Seguía observando a Jes, y con cuidado, mientras su atención estaba distraída, Niahrin levantó una mano y apartó el parche de su ojo izquierdo. Sabía que debía actuar en el momento preciso y, sin hacer ruido, dio dos pasos al frente que la acercaron más a Índigo.

—Su nombre era Cushmagar —dijo en voz baja pero nítida.

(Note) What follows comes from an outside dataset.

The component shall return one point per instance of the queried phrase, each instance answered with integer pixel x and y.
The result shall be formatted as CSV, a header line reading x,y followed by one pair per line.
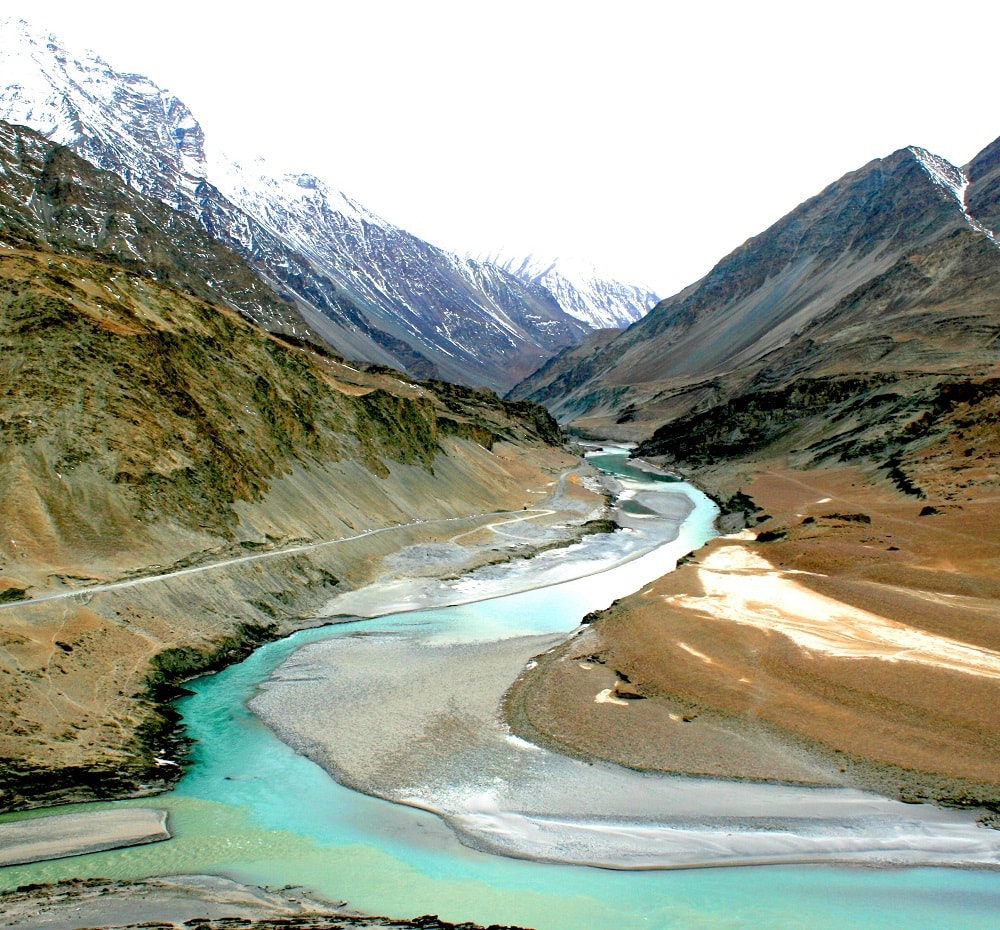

—¿Qué? —Índigo volvió la cara... y la mirada de bruja de Niahrin la atrapó—. No... —musitó la muchacha—. No, no..., no quiero...

—Silencio.

La voz de Niahrin adoptó al punto el hipnótico sonsonete con el que había lanzado su hechizo sobre Perd. Pero esta noche no necesitaba de una cuerda de nudos para dar vida a la magia. El poder dormido del hechizo empezaba a despertar; no dentro de ella, sino dentro de Índigo. Al descubrir su ojo, Niahrin no había hecho más que abrir la puerta; lo que la puerta revelaba sólo podía verlo Índigo.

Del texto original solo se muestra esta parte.